Here is Judy's final result - a lovely, one-of-a-kind blouse!
Judy also tried a thick, large knit weave sweater but we discovered that the dye soaked right through the stitches and gave only an overall colour. It is all part of the learning experience.
We did some more pole wrapping and dyeing. Here you can clearly see the initial colour of the green dye bath and just a few minutes later see the green beginning to oxidize to blue.It's an exciting process to see.
One of the techniques I hadn't tried during the course was clamping. You need a lot of clamps to keep the dye out for best effect and the clamps were in high demand but, fortunately, Coral had a lot of them. Here is one of my efforts.

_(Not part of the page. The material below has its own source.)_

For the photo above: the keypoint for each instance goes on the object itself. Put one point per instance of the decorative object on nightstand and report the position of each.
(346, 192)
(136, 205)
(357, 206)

Coral and I have decided that when we teach the course again, we will make sure everyone gets to dye on the first day using some of the techniques except for the sewing techniques. The first class will end with a demonstration of different stitching patterns which will be assigned as homework in preparation of the next class. Here is a new stitching pattern I tried and its final result.
Both Coral and I have determined to make sampler quilts that show some of the different techniques used in Indigo Blue and Shibori dyeing. We are looking forward to further teaching experiences in this exciting process.